Par René DOKOU, le 13 Juillet 2026
(IMPARTIAL ACTU)-Les Évala poursuivent leur ascension avec un lundi 13 juillet placé sous le signe des confrontations majeures. Dans plusieurs cantons de la Kozah, finales, demi‑finales et quarts de finale s’enchaînent, tandis que les animations culturelles renforcent l’effervescence populaire. Chaque combat devient une étape vers le titre, et les lutteurs redoublent d’ardeur pour figurer parmi les derniers prétendants.
Tchitchao ouvre le bal
La première finale de la journée se joue à Tchitchao. Les équipes Bout et Fatou affrontent Kigbéling, Lohou et Hazé dans une rencontre qui désignera le champion du canton. Après plusieurs jours de joutes intenses, cette affiche cristallise l’attention des spectateurs.
Bohou en demi‑finale
À Bohou, la compétition prend une autre dimension avec la première demi‑finale. Les formations Tchouyou, Kolidè, Waldè‑Haut et Pyadè‑Haut croisent le fer avec Waldè‑Bas et Pyadè‑Bas. L’issue de ce duel déterminera l’un des finalistes de la journée, confirmant la rivalité entre villages voisins.
Yadè poursuit la bataille
La seconde demi‑finale se déroule à Yadè. Poulou, Kpeloudè et Adessi défient Yaoudè, Kadayo et Pou. Les deux camps cherchent à arracher leur place en finale, dans une ambiance où la ferveur des supporters galvanise les combattants.

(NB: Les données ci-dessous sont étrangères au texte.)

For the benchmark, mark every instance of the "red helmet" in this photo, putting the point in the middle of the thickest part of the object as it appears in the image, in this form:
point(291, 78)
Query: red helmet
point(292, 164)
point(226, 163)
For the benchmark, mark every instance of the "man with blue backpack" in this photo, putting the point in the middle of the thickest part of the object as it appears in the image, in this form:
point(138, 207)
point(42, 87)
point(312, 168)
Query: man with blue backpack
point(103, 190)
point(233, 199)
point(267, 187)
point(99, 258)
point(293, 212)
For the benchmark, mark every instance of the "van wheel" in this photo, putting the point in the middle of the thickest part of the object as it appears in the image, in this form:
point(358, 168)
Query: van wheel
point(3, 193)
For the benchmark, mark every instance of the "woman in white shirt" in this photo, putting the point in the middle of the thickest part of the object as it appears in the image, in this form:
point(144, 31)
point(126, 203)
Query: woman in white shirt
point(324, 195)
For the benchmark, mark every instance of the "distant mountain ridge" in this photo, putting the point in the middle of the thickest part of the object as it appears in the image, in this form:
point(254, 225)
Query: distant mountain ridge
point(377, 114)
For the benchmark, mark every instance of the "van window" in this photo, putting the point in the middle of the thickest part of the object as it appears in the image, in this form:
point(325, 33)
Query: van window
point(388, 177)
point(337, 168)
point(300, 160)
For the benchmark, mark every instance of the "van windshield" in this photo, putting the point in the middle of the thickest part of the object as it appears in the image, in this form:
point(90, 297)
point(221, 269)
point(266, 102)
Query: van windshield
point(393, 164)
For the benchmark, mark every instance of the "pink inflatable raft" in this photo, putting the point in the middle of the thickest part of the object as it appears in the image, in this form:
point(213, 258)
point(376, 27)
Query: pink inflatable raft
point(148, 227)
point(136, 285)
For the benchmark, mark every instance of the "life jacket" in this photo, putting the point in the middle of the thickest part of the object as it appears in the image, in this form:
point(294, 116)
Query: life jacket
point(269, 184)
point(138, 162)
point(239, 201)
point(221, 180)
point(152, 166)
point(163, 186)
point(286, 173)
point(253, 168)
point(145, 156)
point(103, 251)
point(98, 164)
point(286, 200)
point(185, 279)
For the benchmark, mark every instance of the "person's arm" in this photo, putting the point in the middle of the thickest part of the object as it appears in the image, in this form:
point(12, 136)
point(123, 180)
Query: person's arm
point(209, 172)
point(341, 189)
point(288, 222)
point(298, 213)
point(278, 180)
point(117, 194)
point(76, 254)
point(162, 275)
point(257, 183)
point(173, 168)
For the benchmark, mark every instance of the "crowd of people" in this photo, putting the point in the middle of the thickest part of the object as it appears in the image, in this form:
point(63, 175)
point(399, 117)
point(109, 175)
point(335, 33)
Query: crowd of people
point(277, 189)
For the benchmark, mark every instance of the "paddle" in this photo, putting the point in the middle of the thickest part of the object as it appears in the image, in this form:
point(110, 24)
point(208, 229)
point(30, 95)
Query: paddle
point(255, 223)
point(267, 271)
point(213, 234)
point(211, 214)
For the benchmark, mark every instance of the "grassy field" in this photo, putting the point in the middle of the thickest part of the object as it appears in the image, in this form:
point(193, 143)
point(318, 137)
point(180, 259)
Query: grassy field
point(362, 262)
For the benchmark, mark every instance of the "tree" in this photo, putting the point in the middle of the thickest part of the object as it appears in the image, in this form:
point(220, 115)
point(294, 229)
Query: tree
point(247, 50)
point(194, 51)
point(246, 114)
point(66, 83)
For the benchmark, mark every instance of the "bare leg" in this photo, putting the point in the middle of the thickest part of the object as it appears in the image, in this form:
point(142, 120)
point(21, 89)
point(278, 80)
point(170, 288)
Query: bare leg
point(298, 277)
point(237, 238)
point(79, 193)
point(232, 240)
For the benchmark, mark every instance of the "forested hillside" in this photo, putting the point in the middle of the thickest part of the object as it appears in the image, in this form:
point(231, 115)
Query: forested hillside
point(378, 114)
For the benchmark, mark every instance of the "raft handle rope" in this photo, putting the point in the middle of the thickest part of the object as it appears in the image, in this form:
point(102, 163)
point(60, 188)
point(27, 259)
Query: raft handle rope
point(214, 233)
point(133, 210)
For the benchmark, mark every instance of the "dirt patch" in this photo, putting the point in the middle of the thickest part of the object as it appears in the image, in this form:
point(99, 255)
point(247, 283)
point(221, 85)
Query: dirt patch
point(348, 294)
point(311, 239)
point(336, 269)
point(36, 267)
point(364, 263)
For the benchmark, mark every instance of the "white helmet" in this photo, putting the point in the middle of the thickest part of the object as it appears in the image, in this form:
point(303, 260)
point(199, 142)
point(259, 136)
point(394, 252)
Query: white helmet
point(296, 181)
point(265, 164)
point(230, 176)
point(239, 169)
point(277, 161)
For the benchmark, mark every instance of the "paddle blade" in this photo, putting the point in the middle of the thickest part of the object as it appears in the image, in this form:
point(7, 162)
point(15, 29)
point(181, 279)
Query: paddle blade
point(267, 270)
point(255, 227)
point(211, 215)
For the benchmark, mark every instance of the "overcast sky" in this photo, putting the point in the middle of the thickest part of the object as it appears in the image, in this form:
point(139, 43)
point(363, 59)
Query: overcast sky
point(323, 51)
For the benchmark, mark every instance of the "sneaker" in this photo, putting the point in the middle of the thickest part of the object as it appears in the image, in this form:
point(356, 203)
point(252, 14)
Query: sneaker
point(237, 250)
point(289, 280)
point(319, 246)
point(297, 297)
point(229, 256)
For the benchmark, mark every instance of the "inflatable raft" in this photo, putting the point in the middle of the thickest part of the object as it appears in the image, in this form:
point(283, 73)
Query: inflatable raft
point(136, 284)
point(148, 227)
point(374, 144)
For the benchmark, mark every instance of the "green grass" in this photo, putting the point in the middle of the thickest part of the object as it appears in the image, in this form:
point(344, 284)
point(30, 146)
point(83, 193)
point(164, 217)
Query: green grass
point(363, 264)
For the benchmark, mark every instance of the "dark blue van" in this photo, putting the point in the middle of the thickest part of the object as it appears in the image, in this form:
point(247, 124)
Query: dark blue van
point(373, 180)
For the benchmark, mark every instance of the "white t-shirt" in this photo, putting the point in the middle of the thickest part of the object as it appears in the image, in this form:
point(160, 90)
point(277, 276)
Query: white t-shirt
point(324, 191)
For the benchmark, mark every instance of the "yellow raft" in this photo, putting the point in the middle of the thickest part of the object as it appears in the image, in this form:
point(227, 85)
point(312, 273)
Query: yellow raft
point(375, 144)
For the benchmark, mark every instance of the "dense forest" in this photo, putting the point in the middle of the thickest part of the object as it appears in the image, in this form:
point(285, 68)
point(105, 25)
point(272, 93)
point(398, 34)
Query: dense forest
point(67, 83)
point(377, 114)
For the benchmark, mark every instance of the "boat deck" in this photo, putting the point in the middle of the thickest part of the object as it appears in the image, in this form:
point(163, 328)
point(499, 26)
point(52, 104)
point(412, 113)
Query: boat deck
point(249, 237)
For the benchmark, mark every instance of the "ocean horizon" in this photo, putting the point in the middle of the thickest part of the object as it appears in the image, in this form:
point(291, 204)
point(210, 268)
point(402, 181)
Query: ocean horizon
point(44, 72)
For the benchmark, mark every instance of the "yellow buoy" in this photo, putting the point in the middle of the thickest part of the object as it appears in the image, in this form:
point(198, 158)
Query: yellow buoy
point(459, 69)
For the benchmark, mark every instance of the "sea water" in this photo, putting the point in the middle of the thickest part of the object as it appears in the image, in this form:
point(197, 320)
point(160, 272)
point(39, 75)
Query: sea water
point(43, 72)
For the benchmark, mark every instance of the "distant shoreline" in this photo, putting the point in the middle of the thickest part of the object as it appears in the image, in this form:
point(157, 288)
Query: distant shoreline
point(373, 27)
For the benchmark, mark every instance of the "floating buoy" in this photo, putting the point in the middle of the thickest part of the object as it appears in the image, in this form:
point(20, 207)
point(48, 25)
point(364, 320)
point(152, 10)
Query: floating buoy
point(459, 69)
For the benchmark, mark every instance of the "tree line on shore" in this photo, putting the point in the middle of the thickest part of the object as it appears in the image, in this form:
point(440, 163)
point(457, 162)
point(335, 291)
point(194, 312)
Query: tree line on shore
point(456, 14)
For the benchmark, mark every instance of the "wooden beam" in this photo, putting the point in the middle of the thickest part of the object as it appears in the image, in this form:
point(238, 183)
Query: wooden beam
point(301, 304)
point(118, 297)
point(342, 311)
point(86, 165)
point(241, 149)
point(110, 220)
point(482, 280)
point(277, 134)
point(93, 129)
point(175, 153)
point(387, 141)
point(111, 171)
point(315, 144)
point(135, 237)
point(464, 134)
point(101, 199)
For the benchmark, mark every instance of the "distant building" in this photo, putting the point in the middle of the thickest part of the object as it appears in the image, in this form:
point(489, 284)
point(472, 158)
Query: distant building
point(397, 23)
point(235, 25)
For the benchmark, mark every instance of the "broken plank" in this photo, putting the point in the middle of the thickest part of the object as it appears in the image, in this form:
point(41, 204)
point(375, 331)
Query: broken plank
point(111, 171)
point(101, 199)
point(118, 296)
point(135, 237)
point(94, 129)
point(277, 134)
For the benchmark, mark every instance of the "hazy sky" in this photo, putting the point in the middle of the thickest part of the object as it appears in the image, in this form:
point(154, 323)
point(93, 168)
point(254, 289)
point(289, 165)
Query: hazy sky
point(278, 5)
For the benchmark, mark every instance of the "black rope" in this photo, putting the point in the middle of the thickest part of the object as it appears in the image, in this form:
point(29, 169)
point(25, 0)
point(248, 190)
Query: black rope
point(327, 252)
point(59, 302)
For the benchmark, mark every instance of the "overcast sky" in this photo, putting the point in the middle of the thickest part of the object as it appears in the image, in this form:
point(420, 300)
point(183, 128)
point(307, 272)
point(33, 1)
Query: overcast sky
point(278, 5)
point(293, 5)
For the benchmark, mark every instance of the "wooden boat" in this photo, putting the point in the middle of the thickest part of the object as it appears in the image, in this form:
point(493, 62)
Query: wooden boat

Sarakawa en quarts de finale
Le canton de Sarakawa propose un programme dense. Dès le matin, Sara‑Haut affronte Sara‑Bas, suivi du duel entre Kpindi et Horo. Plus tard, Kpéssidé‑Haut et Kpéssidé‑Bas s’opposent pour compléter le tableau des équipes encore en lice. Ces quarts de finale rythment la journée et entretiennent le suspense.
Pya entre tradition et compétition
À Pya, les festivités s’ouvrent par une prestation de danse à Pya‑Hodo, avant deux confrontations villageoises. Akéï rencontre Lao, puis Gnama défie Kioudè. Ces combats, au‑delà de l’enjeu sportif, incarnent l’esprit des Évala : chaque village défend ses couleurs dans le respect des règles ancestrales.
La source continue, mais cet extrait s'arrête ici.